Pablo Ledesma, Direktor für Engineering und Betrieb der Bereiche Netzwerke, Services und IT bei Telefónica Spanien, erklärt: „Dieses Projekt birgt zahlreiche Herausforderungen. Eine davon ist die präzise Gewährleistung einer differenzierten Infrastrukturwartung.
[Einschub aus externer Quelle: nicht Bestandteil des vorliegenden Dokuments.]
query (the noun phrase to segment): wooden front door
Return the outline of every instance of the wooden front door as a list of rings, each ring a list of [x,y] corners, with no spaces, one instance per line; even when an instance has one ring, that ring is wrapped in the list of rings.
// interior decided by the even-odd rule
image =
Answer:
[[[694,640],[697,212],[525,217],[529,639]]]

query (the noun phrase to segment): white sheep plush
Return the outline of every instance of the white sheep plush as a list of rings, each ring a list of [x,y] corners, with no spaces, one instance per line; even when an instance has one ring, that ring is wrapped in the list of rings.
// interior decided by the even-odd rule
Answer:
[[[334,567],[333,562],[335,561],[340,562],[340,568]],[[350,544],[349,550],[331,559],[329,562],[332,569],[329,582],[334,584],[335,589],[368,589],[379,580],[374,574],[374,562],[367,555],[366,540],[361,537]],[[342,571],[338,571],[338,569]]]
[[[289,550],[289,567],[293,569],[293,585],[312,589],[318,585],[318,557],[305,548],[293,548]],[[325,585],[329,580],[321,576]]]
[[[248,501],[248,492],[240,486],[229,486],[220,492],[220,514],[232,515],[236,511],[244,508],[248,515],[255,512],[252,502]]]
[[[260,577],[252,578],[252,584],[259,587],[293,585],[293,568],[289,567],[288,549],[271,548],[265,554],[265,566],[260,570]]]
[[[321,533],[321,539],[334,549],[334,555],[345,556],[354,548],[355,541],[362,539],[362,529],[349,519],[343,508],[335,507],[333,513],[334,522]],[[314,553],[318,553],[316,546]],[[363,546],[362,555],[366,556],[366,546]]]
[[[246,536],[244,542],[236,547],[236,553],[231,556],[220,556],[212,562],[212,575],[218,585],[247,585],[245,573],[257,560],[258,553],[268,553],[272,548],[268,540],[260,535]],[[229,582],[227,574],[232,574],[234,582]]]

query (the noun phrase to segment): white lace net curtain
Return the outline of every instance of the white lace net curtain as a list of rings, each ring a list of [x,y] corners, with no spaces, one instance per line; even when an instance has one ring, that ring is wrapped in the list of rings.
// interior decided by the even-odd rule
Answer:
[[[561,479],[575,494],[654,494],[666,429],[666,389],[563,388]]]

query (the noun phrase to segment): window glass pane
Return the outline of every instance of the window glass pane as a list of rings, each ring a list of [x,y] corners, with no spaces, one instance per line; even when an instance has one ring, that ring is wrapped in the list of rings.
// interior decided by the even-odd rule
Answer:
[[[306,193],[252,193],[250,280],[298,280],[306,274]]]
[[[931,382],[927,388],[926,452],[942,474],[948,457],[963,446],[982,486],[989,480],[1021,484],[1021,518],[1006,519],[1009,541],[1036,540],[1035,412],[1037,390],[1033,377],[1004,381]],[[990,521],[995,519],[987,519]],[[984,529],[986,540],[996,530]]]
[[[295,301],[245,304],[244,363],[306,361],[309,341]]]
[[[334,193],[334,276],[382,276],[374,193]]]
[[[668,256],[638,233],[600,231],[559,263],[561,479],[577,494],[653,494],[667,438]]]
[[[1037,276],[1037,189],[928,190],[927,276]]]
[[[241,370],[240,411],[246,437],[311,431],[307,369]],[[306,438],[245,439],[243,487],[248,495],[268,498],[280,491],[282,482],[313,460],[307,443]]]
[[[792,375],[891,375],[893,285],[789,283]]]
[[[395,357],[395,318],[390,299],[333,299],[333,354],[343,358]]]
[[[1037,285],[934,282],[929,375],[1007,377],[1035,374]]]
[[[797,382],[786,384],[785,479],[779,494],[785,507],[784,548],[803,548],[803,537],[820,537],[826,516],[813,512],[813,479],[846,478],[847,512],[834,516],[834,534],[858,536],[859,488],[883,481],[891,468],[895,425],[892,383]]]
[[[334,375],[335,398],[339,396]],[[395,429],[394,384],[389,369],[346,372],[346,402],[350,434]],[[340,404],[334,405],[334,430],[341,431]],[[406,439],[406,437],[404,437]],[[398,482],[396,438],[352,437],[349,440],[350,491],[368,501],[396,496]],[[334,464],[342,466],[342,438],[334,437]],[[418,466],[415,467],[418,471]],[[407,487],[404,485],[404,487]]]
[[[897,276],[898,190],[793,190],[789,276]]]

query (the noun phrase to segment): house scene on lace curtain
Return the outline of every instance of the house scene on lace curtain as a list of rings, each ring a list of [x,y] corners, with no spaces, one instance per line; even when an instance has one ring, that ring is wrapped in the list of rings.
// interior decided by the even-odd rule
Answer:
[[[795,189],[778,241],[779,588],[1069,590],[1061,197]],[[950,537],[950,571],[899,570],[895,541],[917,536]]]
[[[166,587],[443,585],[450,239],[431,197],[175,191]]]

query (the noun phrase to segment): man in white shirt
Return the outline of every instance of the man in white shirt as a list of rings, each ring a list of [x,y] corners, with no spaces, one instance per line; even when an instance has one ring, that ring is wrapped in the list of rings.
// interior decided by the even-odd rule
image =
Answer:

Wir möchten außerdem die Klimatisierungssysteme im gesamten Gebäude, in dem die Anlagen für die Telefónica-Dienste wie Glasfaser und Mobilfunk untergebracht sind, optimieren, um maximale Energieeinsparungen zu erzielen. Darüber hinaus ermöglicht dieses Projekt den Zugang zu modernster Technologie für die Herausforderungen bei der Implementierung von Cloud- und Edge-Services.“
Karsten Winther, Präsident von Vertiv in Europa, dem Nahen Osten und Afrika, erklärt: „Neben den Vorteilen hinsichtlich der Reduzierung des CO₂-Fußabdrucks hat dieses Modell auch positive finanzielle Auswirkungen für das Unternehmen. Telefónica erwartet, sowohl die Energiekosten als auch den CO₂-Fußabdruck zu senken, ohne dafür Zeit aufwenden zu müssen, sodass das Unternehmen 100 % seiner Ressourcen in sein Kerngeschäft investieren kann.“
Zusätzlich zu den bereits in den letzten Monaten des Jahres 2023 optimierten Vermittlungsstellen wird Vertiv im Jahr 2024 weitere über zehn Telefónica-Gebäude in ganz Spanien optimieren: von Madrid bis Barcelona, darunter auch Saragossa, A Coruña, Málaga und Valencia. Die erzielten Ergebnisse entsprechen dem Sparplan, und die Ausweitung auf weitere Unternehmen der Telefónica-Gruppe ist in Arbeit.
„Vertiv ist ein erfahrener Partner mit profunden Kenntnissen unserer Infrastruktur und damit der ideale Partner für dieses innovative Projekt. Diese Initiative wird uns helfen, unsere Energie- und Emissionsziele zu erreichen: Wir verbessern unsere Energieeffizienz, um unseren Energieverbrauch pro Verkehrseinheit (MWh/PB) bis 2025 um 90 % zu senken, reduzieren die Scope-1+2-Emissionen bis 2030 um 90 % und erreichen bis 2040 Klimaneutralität entlang unserer gesamten Wertschöpfungskette. Wir wissen: Das beste Kilowatt ist das, das wir nicht verbrauchen. Wir wollen uns damit nicht zufriedengeben und werden dieses erfolgreiche Projekt auf so viele Standorte wie möglich ausweiten“, kommentierte Enrique Blanco, Global CTIO bei Telefónica.
„Dieses wegweisende Modell, das in Zusammenarbeit mit Telefónica erfolgreich umgesetzt wurde, lässt sich auf andere Standorte und Länder übertragen, sodass auch andere Organisationen von höherer Effizienz und Kosteneinsparungen profitieren können. Damit ist Vertiv bestens positioniert, um Unternehmen bei der Reduzierung ihres Energieverbrauchs zu unterstützen, indem wir ihnen modernste kritische Infrastruktur, Technologie und erfahrene Fachkräfte zur Verfügung stellen“, so Karsten Winther abschließend.